Marcela lo miró, asustada.

— Que se va a ir de este pueblo de mierda y va a buscar trabajo decente. ¿Qué sabe hacer, además de…?

— Soy peluquera. A mis amigas las peino, les corto, les hago la tintura…— Marcela se entusiasmó.

— Bueno, ahí tiene. Yo me ocupo de sacarle de encima al fiolo. Puedo tenerlo encerrado unas 48 horas por averiguación de antecedentes. Después tengo que pasarlo a la fiscalía y con suerte, lo dejan adentro un poco más por proxenetismo y violencia de género.

Marcela se secó los ojos.

— Es lo que quise hacer toda la vida…

— Hágalo. No es mucho tiempo el que puedo darle de ventaja. Porque el tipo la va a buscar. 

— No creo. Ya no le intereso. Quiere la guita y nada más.

O sea que, encima, te hizo el cuento del enamorado. Pobrecita.

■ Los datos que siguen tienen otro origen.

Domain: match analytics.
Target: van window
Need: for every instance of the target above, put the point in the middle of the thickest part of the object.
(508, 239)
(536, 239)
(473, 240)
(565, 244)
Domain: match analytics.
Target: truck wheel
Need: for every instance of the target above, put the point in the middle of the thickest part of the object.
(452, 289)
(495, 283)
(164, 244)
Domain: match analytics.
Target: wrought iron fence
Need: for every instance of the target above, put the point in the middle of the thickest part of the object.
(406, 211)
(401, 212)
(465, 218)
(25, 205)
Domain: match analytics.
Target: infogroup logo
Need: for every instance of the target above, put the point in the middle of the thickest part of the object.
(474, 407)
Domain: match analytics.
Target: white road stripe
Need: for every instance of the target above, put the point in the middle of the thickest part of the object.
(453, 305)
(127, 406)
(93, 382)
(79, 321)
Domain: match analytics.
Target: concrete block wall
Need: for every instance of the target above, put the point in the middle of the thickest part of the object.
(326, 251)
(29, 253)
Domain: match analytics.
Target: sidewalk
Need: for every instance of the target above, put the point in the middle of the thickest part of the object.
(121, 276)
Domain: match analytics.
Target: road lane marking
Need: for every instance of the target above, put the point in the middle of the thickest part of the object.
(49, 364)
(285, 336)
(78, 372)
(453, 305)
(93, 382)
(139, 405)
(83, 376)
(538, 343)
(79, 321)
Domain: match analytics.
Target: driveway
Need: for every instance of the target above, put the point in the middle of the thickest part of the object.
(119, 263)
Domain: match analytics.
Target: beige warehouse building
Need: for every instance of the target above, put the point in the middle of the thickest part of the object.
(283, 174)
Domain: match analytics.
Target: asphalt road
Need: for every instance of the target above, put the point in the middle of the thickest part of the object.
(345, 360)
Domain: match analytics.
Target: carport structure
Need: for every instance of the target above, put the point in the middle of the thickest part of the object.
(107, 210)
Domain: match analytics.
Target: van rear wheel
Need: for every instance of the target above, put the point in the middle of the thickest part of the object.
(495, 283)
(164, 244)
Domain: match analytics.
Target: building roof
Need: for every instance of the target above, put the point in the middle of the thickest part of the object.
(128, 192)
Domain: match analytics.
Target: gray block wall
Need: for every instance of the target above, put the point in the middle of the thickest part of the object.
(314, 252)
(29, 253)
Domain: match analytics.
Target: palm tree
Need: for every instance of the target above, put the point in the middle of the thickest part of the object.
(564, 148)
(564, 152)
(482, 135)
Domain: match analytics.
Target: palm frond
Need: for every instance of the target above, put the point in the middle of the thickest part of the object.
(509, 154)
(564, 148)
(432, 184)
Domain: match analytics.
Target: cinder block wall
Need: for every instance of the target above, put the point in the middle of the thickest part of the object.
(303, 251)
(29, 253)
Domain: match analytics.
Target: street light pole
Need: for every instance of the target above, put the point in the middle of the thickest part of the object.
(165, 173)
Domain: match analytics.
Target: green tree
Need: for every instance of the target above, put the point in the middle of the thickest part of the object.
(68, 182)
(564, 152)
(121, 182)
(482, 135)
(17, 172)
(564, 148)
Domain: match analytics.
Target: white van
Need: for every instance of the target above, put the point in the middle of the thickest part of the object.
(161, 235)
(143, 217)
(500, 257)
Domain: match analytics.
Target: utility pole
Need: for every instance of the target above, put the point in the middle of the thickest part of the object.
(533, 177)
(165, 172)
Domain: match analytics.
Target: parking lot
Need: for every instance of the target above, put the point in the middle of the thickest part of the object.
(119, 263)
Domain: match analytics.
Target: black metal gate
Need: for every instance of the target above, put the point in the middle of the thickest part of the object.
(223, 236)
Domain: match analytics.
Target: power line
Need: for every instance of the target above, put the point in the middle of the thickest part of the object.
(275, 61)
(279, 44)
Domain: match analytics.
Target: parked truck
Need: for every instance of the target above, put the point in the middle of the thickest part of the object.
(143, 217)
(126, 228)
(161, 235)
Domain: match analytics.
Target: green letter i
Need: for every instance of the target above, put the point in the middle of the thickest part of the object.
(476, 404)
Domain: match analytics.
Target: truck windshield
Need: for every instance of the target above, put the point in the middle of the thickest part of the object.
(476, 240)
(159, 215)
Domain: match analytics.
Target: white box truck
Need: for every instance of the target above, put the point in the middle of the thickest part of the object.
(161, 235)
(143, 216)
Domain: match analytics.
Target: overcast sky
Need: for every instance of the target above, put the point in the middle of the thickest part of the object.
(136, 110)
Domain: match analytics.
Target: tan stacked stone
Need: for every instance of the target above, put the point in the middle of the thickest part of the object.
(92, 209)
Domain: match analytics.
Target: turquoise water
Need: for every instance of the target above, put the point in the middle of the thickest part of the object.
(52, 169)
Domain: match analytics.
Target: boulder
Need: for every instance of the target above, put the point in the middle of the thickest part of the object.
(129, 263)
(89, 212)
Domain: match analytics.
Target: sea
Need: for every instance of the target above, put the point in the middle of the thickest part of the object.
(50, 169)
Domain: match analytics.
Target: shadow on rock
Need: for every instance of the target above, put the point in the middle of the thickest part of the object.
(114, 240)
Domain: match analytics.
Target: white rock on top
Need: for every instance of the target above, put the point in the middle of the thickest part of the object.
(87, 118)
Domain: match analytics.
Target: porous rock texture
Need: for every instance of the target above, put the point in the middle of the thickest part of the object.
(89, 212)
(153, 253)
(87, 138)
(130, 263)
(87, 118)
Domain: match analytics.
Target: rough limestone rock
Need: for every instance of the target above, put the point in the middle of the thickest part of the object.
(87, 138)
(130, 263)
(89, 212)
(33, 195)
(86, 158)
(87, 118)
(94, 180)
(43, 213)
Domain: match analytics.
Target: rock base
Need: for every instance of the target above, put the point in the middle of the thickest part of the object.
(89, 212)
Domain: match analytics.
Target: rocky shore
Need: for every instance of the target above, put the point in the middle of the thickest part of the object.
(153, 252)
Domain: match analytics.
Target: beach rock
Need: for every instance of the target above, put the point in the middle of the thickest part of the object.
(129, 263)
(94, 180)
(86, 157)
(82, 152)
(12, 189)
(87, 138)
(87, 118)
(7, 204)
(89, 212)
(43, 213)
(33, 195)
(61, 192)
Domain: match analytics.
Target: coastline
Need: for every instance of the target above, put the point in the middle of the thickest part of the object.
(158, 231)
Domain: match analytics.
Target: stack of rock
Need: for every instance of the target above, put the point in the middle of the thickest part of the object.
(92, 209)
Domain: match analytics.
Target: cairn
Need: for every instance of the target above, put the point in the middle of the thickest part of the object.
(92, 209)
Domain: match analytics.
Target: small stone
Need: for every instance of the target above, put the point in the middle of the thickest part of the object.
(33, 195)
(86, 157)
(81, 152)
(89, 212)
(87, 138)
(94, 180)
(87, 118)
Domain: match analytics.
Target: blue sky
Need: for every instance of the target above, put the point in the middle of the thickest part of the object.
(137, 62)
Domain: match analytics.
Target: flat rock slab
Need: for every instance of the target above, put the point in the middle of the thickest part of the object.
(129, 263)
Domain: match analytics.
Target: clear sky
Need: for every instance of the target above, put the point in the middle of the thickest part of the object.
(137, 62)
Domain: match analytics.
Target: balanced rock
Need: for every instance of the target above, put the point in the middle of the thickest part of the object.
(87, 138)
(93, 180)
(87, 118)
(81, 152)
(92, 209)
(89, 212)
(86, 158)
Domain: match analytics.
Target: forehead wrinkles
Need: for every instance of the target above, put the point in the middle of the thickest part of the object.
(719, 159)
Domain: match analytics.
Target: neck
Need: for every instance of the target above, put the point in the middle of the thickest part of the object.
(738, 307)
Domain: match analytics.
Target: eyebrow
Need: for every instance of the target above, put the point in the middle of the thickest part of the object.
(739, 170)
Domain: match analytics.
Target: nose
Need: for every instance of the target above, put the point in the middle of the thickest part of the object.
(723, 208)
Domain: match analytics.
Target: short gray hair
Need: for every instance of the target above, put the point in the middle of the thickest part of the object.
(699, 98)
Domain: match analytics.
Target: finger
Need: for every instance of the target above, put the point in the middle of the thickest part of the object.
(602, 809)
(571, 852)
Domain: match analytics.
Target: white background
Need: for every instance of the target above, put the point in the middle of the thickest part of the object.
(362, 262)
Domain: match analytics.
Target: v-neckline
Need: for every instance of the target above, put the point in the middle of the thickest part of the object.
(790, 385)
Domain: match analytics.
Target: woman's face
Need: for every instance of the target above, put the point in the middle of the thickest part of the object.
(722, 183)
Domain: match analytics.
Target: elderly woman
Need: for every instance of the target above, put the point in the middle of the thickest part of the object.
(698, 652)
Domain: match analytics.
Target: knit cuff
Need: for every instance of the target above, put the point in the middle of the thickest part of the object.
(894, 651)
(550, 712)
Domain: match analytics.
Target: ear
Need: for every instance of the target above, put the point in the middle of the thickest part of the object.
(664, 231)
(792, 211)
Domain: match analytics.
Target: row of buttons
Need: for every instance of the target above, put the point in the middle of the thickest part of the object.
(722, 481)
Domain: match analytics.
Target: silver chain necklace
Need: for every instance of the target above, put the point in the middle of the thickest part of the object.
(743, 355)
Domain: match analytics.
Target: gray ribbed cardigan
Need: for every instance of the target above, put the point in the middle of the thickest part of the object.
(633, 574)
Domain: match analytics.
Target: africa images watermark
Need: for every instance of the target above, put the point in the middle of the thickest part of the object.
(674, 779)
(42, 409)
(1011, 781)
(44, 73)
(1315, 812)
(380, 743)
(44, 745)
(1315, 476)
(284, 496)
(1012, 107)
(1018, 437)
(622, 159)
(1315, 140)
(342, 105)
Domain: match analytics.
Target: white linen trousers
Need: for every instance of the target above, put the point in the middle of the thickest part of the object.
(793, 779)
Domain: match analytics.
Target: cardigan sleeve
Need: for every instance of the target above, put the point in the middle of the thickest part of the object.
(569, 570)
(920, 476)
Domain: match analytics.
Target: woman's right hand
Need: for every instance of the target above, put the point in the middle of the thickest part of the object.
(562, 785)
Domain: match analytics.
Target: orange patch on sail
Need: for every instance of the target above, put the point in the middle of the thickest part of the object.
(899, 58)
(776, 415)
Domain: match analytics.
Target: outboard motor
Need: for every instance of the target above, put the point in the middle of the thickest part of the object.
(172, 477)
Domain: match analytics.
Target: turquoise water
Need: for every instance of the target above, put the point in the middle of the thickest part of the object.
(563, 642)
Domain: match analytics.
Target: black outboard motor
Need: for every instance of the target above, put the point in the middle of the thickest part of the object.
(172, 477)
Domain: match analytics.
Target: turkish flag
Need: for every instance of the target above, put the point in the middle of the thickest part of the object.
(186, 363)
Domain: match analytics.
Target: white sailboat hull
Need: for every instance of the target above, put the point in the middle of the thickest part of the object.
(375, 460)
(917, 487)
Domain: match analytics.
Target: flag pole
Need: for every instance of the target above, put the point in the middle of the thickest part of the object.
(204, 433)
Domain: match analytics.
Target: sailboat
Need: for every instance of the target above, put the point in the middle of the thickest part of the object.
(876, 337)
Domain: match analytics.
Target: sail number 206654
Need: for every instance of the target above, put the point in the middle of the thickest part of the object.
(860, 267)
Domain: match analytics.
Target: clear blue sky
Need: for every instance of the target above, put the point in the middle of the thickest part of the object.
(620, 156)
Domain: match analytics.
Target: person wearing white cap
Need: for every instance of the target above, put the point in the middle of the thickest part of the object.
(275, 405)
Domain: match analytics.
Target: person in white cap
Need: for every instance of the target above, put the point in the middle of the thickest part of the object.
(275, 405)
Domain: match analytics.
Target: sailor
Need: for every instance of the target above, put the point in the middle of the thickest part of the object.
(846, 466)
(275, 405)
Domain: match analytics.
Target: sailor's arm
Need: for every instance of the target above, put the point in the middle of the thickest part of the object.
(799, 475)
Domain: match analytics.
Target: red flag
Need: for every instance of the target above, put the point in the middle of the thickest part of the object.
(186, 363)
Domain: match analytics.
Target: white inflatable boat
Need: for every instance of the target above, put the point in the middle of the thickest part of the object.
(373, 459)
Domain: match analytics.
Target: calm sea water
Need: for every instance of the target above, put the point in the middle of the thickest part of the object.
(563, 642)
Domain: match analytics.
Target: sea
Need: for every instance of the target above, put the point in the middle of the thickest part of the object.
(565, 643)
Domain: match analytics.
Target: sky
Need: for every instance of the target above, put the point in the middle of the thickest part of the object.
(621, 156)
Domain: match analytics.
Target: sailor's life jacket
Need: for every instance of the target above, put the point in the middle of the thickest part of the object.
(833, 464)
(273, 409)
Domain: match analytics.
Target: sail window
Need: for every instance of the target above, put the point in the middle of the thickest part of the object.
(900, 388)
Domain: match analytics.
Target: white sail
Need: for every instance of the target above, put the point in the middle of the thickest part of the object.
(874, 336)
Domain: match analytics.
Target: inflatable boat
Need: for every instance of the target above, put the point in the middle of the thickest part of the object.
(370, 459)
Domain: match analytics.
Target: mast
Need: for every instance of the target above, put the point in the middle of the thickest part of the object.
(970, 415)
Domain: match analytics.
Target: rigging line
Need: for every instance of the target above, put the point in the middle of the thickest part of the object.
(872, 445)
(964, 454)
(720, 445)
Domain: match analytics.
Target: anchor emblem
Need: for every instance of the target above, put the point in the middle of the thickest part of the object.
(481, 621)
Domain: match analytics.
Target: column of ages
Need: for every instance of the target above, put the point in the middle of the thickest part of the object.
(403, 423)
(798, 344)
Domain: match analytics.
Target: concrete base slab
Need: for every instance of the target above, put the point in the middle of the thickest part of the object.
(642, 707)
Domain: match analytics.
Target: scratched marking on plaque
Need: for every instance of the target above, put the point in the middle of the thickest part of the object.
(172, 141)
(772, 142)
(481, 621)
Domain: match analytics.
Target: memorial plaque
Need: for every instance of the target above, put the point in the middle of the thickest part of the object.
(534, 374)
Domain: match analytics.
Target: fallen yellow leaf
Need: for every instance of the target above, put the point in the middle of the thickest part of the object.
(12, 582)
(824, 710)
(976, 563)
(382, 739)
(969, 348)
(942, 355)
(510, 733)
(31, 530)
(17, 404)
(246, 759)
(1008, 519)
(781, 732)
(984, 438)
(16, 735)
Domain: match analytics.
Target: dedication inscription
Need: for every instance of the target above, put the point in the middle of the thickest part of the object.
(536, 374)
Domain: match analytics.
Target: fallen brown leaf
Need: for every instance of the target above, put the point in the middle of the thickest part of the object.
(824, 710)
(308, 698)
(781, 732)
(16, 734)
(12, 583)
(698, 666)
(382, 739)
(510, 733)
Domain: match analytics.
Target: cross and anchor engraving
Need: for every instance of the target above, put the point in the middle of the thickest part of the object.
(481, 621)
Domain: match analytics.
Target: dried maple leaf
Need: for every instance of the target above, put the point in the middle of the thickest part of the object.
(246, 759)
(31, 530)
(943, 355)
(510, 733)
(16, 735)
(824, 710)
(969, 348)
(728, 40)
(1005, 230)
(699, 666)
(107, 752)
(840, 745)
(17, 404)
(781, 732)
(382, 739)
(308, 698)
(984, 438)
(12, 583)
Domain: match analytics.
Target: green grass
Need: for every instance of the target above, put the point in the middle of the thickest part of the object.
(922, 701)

El sentimiento de pena lo tomó desprevenido y reemplazó al miedo en sus entrañas. Castigada por la sociedad, la pobre tipa no tenía otra opción más que la prostitución: no había trabajos “limpios” para un transexual. Las manos se le secaron.

Y dije “tipa”. Estoy progresando.

Dejó la catarsis para más tarde. Acompañó a Marcela hasta la salida y pidió la orden de arresto para Arenas Ricardo, bajo los cargos de proxenetismo y violencia de género. Mientras hablaba por teléfono con el juez de instrucción, la tropa lo miraba con la boca abierta — prefirió suponer que de admiración—.

Miró la hora en su reloj. Tiempo de irse a casa y dedicarse a cosas más graves. Homicidios, por ejemplo. Recogió los papeles, releyó los marginalia y encontró una remotamente posible motivación para Wassermann.

Y lo descubrí yo solito, gracias a las enes.

Necesitaba hacer un poquito más de investigación operativa acerca de ciertos nexos, parentescos y ascendencias para cerrar el asunto, al menos para su satisfacción personal, ya que para la Justicia el caso estaba resuelto y archivado.